In the end, I decided to leave that to my worms, but I was also slightly disappointed to find that most of the customisation options were the same as they were in Revolution. It’s good for consistency if you had a style that you didn’t want to change this time around, but for those looking for something new, the results are a bit lacklustre. It’s also a shame that there’s not much of a deeper level of customisation between your squad members, as it’s still the case that everyone wears exactly the same thing as each other. It would be great if there was a way they could have the same uniform but then have another item that only belongs to them.

The ability for each worm to have individual sound-banks would also be welcome, because otherwise (if you’re anything like me) you’re dashing off to the customisation screen every twenty minutes to change them up because they’re either the same as they are in Revolution or you’ve heard anything they could possibly say for the umpteenth time. There’s a level of customisation here that’s familiar to any fans of the series, but it’s one that doesn’t go far enough anymore, especially considering the significant lack of progression elsewhere.

At the end of the day, Worms Battlegrounds is so similar to Revolution that you’d almost be forgiven for thinking they’re the same game at first glance. If they put games in the dictionary, this is the one they’d use to describe ‘lazy’. It’s graphically identical, even on next-gen hardware, the music is mostly inoffensive, but will sometimes have you reaching for the mute button, and enemy AI will still either miss you woefully with a bazooka or snipe you expertly from the other side of the map with the shotgun which, incidentally, is the exact opposite of how they’re supposed to work. There are so few tweaks and differences that I’d never have noticed them if I wasn’t consciously looking for them.
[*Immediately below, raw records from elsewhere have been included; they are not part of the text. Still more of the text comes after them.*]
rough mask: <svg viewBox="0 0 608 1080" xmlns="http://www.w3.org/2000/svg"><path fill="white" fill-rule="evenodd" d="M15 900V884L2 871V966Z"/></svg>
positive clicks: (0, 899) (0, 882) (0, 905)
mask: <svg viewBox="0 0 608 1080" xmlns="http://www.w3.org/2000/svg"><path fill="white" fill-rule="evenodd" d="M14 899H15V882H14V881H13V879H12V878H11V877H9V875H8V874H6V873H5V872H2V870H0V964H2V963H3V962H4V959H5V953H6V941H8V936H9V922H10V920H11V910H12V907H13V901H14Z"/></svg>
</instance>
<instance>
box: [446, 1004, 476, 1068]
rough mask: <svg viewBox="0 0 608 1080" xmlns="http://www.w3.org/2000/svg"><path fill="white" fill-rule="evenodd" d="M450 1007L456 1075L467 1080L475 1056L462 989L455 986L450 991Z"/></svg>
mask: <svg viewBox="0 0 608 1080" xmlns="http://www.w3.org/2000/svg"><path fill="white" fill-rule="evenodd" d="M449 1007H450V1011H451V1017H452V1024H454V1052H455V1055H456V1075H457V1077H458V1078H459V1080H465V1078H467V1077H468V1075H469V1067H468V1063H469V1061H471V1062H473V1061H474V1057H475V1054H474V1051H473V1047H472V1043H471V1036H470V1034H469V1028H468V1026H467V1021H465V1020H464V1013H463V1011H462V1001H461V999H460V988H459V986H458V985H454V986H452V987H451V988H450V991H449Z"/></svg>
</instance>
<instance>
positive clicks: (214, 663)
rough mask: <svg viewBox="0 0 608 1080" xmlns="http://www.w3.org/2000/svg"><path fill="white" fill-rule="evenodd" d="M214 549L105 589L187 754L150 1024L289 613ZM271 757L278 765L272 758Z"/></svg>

The kicker is, Battlegrounds is just a console re-release of last year’s PC-exclusive Clan Wars, albeit more refined – allegedly – except that half of the level designs don’t work, there are enough bugs to recreate a Pixar movie, and at several points the entire thing crashed on me and forced me to send error reports to Sony. I didn’t even know that consoles could do that. I had no idea that was a thing. If nothing else, Battlegrounds is a slightly shonky port of a sequel that was released so soon after its predecessor that there’s no real way it could have properly justified its existence. In essence, it’s barely a re-release of something that should have been an expansion pack at best, sold for even more than both Clan Wars and Revolution put together just because it’s got a different name and it’s on a new console. It’s lazy, cynical, slightly insulting to consumers, and only worth recommending to people who haven’t played the series in years or the most rabid of Worms fanboys. Even then, only tentatively.

Pros
  • There are some new hats and glasses to customise your worms wit.
  • There are some new jokes and someone different is reading them out to yo.
  • Some new single-player levels
  • New perks for all but one class of worm
  • The 2.5D look still suits the action perfectly
Cons
  • There aren't enough new customisation options to keep you entertained for long
  • Most of the jokes are terrible, while the voice-acting is poorly-directed and falls flat
  • The single-player content is lazy and sometimes barely works
  • The new perks add little and are pretty forgettable
  • I could show you a screenshot from Battlegrounds and one from Revolution and you couldn't tell me the difference
  • More game-breaking bugs, glitches and crashes than there should be for something that's essentially just a port
  • You might as well be playing Worms Revolution instead
Summary

If you haven't played a Worms title in years and desperately need something to justify the amount of money you splashed out for a new console, but you're also lacking in imagination and ambition, then it's not too hard to go wrong with Battlegrounds. However, if you've played Worms Revolution, then there's nowhere near enough here to warrant your purchase. In fact, if you haven't played it then I'd recommend picking that up instead; it may be on last-gen hardware, but even if you buy the season pass it's still a fraction of the price of Battlegrounds and slightly more fun.